Abstract
This study examined the relationship between a European Union (EU) citizens’ degrees of concern toward human trafficking and demographic characteristics, attitudes toward immigrants, and proximity variables (such as geographic region, the number of immigrants, and the percentage of immigrants within their country) using the Eurobarometer 2003 (N = 15,650), which surveyed participants in 15 EU countries. A regression analysis found that older citizens, female citizens, citizens with strong attitudes toward immigrants, citizens who lived in countries that were main routes of illegal immigration, and citizens who lived in regions with more immigrants show more concern about trafficking.
Acknowledgments
We are indebted to Jini Roby, Stephanie Matsumura, and Gordon Limb for their helpful feedback.
Notes
1. We realize that “awareness” and “concern” have different meanings. Given that the dataset does not conceptualize concern and most of the literature talks about awareness, we decided to use concern as a proxy for awareness.

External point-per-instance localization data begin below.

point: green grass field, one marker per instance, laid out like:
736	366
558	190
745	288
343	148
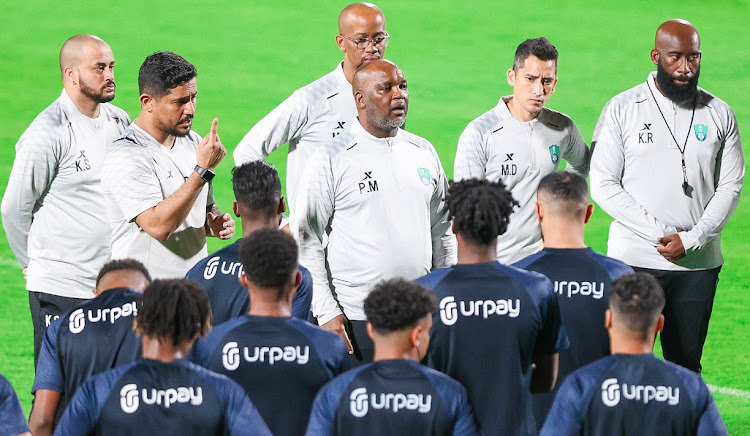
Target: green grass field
252	55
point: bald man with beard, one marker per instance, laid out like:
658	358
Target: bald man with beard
370	207
668	167
316	113
52	207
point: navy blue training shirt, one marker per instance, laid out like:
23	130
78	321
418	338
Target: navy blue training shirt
280	362
633	395
149	397
219	275
490	322
12	420
95	337
582	279
392	397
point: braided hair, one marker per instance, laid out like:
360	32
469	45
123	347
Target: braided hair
480	209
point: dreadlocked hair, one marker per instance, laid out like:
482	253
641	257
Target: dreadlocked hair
480	209
174	310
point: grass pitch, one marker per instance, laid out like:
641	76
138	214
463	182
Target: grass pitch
252	55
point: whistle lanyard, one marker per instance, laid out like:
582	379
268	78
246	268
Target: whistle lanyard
686	188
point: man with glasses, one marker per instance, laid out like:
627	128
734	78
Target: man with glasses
668	168
320	111
519	141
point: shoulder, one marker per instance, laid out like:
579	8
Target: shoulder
529	260
615	268
47	128
318	90
432	279
529	279
116	113
635	95
556	119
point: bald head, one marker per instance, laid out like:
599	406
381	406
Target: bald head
381	97
77	47
677	56
359	14
676	31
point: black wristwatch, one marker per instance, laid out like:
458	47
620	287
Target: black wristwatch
206	174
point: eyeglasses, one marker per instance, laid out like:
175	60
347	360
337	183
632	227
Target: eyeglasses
363	43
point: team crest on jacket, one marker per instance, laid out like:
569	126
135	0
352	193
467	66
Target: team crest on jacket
554	153
424	175
701	131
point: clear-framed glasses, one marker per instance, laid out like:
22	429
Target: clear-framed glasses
362	43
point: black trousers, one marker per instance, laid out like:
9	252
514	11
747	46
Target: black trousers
364	348
687	310
46	308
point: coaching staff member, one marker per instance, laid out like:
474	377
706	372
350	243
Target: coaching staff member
52	205
157	176
318	112
668	168
519	141
372	208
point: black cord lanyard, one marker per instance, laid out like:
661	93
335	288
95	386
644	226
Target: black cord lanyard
686	188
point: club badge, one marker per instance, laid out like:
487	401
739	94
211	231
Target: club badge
701	131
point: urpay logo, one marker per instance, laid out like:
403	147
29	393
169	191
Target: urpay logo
611	393
594	289
232	355
78	318
449	309
131	397
360	402
227	268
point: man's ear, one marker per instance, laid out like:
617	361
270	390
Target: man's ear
589	211
655	57
147	102
511	77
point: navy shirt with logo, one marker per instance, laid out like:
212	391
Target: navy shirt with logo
280	362
219	275
637	394
491	320
95	337
392	397
12	420
149	397
582	279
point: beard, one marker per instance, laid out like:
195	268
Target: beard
97	96
383	121
676	93
173	130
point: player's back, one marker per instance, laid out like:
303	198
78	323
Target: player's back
491	321
281	363
582	279
392	397
633	395
95	337
152	397
218	274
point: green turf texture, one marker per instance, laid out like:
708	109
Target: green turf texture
252	55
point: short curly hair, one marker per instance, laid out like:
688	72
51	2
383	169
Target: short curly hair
269	258
175	310
480	209
398	304
163	71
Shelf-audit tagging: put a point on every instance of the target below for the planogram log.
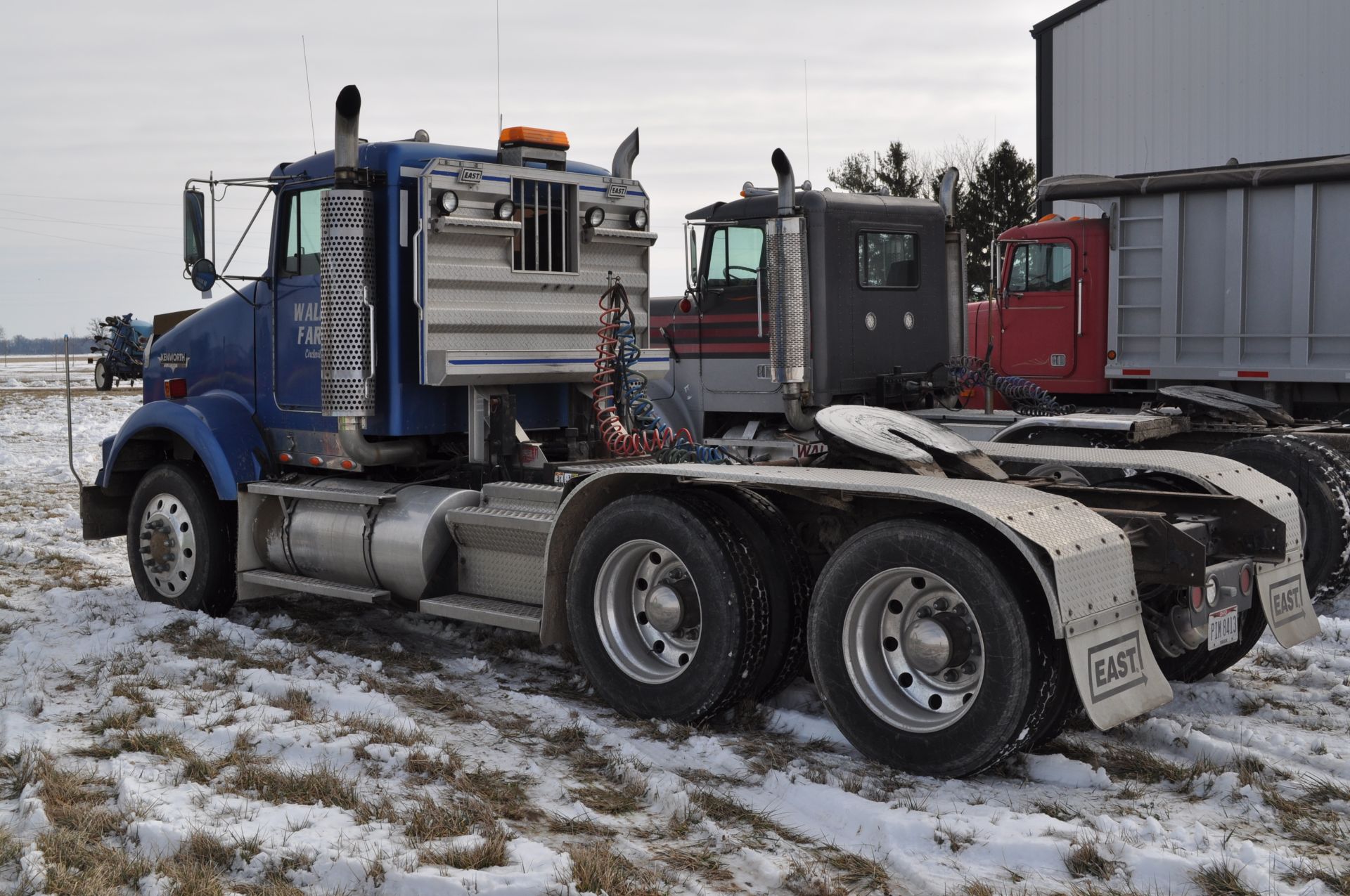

2. Norway did not participate in this wave of the Eurobarometer.
3. The second question was: “For the issue we have just mentioned (trafficking in human beings), could you tell me whether coordinated action at the EU level is very desirable, fairly desirable, not very desirable, or not at all desirable?”
4. A more detailed analysis of the five original categories did not show marked differences in the results.